"I loved his brain. I hated the idea of an intruder therein. Others thought he was a madman; he was not quite mad the way they thought, but I loved the private ways that he was mad. I loved that he was insatiable in all ways, as if he would swallow up the whole world just to know it better if he could. He made me laugh, but I winced when he joked about the worm. 'Baby, don’t worry,' he said. 'It’s not a worm.'... I worry about evil.... Was it ever a question, that where there was a cloak there would be a dagger? A friend told me once, 'Never trust anyone wearing a lapel pin.' This politician did not wear one of those.... I mean to tell you that, as it relates to monsters, little can be assured beyond their ceaseless want.... I mean to tell you that as I studied them, I was sometimes fooled.... I mean to tell you that this is more meaningful and more meaningless than you might think. I mean to tell you that, before I was consumed by it, I could not have told you what it was.... I am talking, of course, about how it happened between me and the Politician. I am talking, of course, about how it happened between the country and the president... I mean to tell you now as best I can."
Writes Olivia Nuzzi, in
"Olivia Nuzzi's American Canto: Read the Exclusive Excerpt/She flamed out and she faded away. Vanity Fair’s West Coast Editor returns to the written word to survey scorched earth" (Vanity Fair).
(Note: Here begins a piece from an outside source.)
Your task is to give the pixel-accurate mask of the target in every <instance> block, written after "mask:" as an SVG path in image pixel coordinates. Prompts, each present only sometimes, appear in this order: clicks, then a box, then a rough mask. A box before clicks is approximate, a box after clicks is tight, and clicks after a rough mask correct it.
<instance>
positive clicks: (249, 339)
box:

If you are a connoisseur of purple prose, don't miss this one. There are also some lovely pictures of Ms. Nuzzi, who seems to be quite beautiful.
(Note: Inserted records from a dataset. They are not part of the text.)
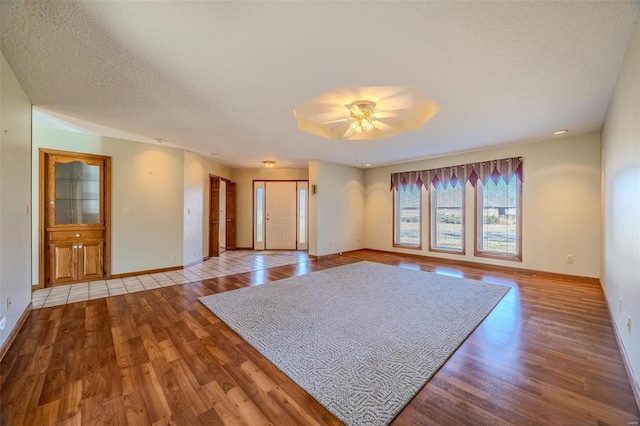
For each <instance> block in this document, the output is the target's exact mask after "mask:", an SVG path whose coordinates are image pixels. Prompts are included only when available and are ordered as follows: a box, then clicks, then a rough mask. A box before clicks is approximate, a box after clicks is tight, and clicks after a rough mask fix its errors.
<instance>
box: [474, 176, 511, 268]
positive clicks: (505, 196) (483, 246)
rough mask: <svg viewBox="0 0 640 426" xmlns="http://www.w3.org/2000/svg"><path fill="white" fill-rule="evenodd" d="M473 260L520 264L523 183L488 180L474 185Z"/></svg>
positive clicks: (479, 181)
mask: <svg viewBox="0 0 640 426" xmlns="http://www.w3.org/2000/svg"><path fill="white" fill-rule="evenodd" d="M476 206H477V214H478V217H477V219H476V237H477V246H476V251H475V254H476V256H486V257H495V258H500V259H504V258H506V259H511V260H522V253H521V247H522V238H521V235H522V234H521V228H522V226H521V225H522V224H521V217H520V212H521V209H522V183H521V182H520V180H519V179H517V178H516V177H515V176H514V177H512V178H511V180H510V181H509V183H506V182H505V181H504V179H503V178H500V179H499V180H498V183H497V184H496V183H495V182H494V181H493V180H492V179H487V182H486V183H485V184H484V185H483V184H482V183H481V182H480V181H478V184H477V185H476Z"/></svg>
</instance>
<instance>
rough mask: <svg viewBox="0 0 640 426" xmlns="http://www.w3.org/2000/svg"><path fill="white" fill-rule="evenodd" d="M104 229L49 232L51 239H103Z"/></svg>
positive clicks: (62, 239)
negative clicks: (91, 230) (101, 230)
mask: <svg viewBox="0 0 640 426" xmlns="http://www.w3.org/2000/svg"><path fill="white" fill-rule="evenodd" d="M103 235H104V232H103V231H57V232H49V241H78V240H101V239H102V238H103Z"/></svg>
Oh, A.I., make a charming argument for why purple prose should be celebrated when it is written by a beautiful woman. Answer: "A beautiful woman’s purple prose should be celebrated because her extravagant words are merely the audible shimmer of her own radiance spilling onto the page, and only a fool would demand a diamond dim its fire to spare the darkness."
AND: I had another prompt for A.I.: What do you think of the title "American Canto" for a purple prose account of a beautiful woman's love affair with a politician (specifically Olivia Nuzzi's book about RFK Jr., a married man)? I'll just give the conventional warning, "Abandon all hope, all ye who enter here."